I went back to my radar screen because that’s what you do …. you keep the watch, you don’t think too hard about a boat and twenty-nine men ten miles off your stern in the worst sea I’d seen in eleven years on the lakes. The wind had backed around, the snow had closed in so tight the running lights on our own bow were just a smudge, and for a few minutes, I didn’t check the screen.

And when I did, the blip was gone.

“Anderson to Fitzgerald, come in.” Nothing. Cooper tried the radio himself, three times, four.
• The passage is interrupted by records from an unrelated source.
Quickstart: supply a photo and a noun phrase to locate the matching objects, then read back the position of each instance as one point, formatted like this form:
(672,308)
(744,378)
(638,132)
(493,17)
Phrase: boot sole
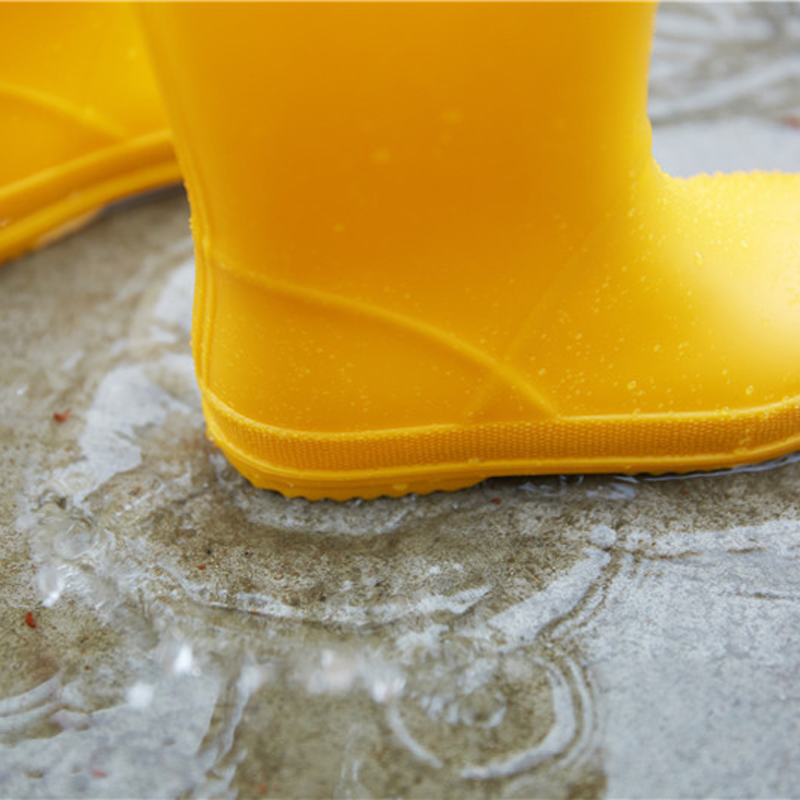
(55,202)
(368,464)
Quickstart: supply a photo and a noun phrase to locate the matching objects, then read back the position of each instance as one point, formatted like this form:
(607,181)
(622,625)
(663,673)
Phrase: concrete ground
(529,637)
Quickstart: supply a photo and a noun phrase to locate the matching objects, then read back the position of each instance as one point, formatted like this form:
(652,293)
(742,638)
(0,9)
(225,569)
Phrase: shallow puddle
(170,631)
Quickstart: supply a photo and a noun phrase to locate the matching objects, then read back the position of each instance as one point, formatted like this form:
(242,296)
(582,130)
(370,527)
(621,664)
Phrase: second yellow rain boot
(433,246)
(81,119)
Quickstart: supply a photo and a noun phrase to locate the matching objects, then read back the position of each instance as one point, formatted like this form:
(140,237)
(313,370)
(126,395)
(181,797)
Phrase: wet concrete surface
(530,637)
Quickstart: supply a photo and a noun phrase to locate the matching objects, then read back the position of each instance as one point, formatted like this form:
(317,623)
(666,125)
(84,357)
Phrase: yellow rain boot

Nothing came back but the storm noise, that empty hiss that fills a channel when there’s no one on the other end of it anymore.

We turned the Anderson around into thirty-five-foot seas to go look, because that’s what you do …. you go look, even when going back out into that water might kill you as well. We found nothing. No wreckage, no men, no lifeboats, nothing floating at all. Just the lake, doing what it does, giving back no answers, only the wind, and the waves, still coming.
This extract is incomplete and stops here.